Heritage organic flour from CIPM, Madoc, Ontario

I think what pleased me most in finding this flour was discovering that it’s grown and milled just outside the small town of Madoc, Ontario, where my grandmother lived all her life and where I spent almost every summer of my childhood.

A bit more hunting netted a promising recipe for Red Fife whole wheat bread that uses two different pre-ferments (a la Peter Reinhart) for the dough and a flower pot as a sort of ‘brick oven’ to bake the bread.

Now I just need to buy a terra cotta flower pot* and find time in the next few weeks to give it a go!

*OK, I know, there’s the wood-fired brick oven I built in the back garden but winter has arrived here and although I cooked outside in it that first winter, I’m just not that stoic at this point. The best I can say is maybe …

3 responses to “Red Fife – Found It!

  1. So glad I found you too! My great great (great?)grandfather was David Fife and I, too, have been looking for a local source. I’m off to Natural Food Pantry to get some now!
    I’ll try some muffins with it first and then branch out to bread (I’m a-feared….)
    Ailsa

    • Wow, that’s a pretty impressive lineage! Have fun with the flour – I made bread and, as I’d been warned, it didn’t rise quite as well as with regular white flour but the flavour was terrific. Next time, I’ll go with either a 60-40 mix (red fife to regular) or a touch more yeast. Could be different with muffins though – let me know!

  2. I made apple, nut muffins with the Red Fife flour (that I ended up buying in bulk at the Wheatberry!) and they turned out amazingly!
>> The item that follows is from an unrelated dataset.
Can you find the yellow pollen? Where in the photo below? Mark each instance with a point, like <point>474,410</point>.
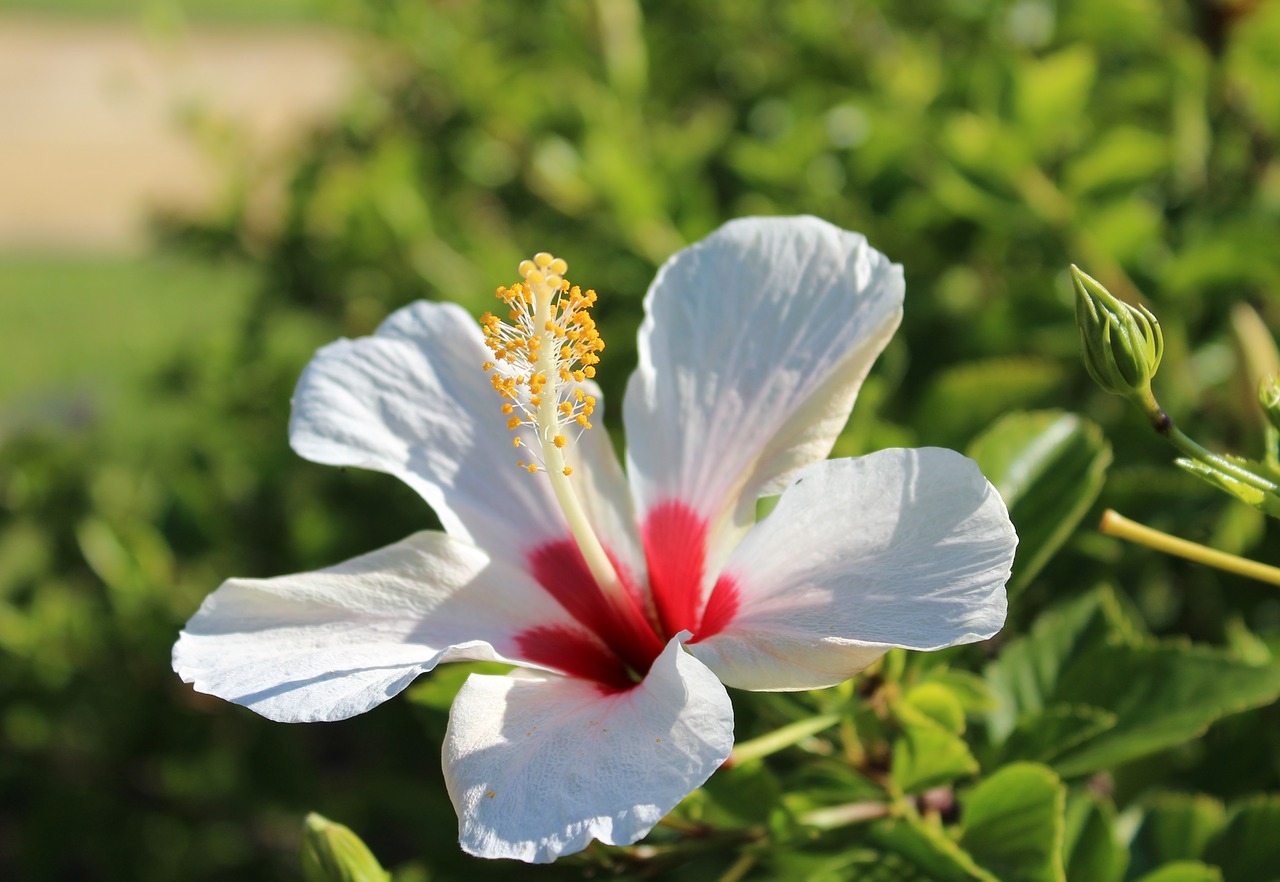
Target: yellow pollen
<point>542,355</point>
So much so that they didn’t last very long. Even without the nuts, the flour makes the muffins taste rich and nutty — very flavourful. I’m totally sold. And they rose very well too. The recipe called for buttermilk, but I substituted milk and bit of apple cider vinegar (I usually sub. yoghurt), and the result was perfect. This recipe was one from Ellie Krieger. I’ll be making more today. :c) Thanks for the inspiration!